Ripley laughed. It burst from her in a rush, like she was vomiting disbelief, and she couldn’t stop. Her eyes burned. Tears ran down her face. She thought of Hoop trying to scorch an alien with his box-gun, and the laughter turned hysterical.

Remember that part in any of the Alien films when Ripley laughs out loud? If you don’t, it’s probably because she never manages more than a sardonic chuckle throughout all four. If anything, she’s too self serious, even before encountering the aliens, when she’s just dealing with stuff like Parker and Brett jerking around instead of getting on with their work.
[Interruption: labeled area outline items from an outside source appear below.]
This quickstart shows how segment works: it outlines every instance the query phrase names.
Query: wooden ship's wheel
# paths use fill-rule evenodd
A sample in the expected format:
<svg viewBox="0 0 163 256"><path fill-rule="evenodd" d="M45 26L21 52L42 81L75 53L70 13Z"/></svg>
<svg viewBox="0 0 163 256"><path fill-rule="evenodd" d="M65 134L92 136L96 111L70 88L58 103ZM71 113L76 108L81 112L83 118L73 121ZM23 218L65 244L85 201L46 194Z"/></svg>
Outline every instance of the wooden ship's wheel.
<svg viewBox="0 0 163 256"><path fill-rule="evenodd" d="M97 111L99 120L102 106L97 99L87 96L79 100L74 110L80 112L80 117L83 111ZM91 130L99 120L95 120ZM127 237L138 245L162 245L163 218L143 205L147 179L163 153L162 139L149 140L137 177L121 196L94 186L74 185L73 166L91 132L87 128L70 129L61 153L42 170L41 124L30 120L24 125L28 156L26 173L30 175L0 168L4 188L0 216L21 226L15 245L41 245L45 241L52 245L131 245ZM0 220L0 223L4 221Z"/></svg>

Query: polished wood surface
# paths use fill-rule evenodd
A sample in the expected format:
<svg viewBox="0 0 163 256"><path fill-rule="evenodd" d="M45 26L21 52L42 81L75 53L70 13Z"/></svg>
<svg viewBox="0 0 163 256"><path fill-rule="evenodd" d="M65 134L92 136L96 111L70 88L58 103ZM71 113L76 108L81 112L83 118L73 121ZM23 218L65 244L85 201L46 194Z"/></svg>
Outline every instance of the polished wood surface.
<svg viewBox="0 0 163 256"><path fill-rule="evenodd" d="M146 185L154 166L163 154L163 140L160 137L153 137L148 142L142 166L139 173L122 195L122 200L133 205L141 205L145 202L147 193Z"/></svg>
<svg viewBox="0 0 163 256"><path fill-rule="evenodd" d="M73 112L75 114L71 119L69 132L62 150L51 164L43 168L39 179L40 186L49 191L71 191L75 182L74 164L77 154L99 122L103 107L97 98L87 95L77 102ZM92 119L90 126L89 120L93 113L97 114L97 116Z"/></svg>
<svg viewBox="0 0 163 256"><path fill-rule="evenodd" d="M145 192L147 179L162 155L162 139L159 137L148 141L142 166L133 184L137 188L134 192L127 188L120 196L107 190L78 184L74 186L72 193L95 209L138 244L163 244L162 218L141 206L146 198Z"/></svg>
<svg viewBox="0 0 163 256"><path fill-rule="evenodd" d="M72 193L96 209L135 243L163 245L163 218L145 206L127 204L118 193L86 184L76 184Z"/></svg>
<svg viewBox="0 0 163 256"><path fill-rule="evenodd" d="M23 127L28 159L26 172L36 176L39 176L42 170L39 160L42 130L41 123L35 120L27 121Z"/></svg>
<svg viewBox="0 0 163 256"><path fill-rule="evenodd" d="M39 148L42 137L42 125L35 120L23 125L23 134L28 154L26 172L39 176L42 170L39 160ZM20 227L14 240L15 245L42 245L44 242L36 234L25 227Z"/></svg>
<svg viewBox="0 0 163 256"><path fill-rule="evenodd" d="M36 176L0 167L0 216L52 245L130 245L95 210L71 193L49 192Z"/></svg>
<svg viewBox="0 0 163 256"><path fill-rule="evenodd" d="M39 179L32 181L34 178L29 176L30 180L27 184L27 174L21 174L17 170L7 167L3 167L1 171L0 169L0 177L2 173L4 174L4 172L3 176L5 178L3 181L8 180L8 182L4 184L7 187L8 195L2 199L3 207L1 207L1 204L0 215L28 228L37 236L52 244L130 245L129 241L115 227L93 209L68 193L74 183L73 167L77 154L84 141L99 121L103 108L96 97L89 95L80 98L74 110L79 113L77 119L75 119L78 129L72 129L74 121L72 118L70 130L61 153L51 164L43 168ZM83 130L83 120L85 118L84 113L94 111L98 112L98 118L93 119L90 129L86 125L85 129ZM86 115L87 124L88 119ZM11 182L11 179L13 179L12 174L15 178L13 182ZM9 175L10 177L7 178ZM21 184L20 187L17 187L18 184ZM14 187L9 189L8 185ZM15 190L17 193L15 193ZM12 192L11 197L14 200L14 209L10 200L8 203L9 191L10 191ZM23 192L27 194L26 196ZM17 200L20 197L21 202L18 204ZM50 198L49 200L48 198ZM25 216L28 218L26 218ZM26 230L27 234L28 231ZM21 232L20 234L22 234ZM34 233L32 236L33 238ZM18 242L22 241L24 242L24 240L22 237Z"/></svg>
The idea of her laughing hysterically about anything, especially about the thing that wiped out her entire crew, is just totally out of character.

Looking back, that was the moment where I checked out on the book. True to my ways, I tried to carry on and finish it, but I just couldn’t. It never got any better, and at the end of the day I would rather just go back and watch one of the original films again.

On a happier note, putting down Out of the Shadows led to me picking up The Martian by Andy Weir. It’s a really good survival story about an astronaut left stranded on Mars when the rest of his crew thinks he died on a mission there. It’s got a really strong narrative voice, and is surprisingly funny, given the subject matter. Think along the lines of George Clooney’s character from Gravity crossed with MacGyver. The Martian is a genuinely fun book that I just didn’t want to put down. I highly recommend it.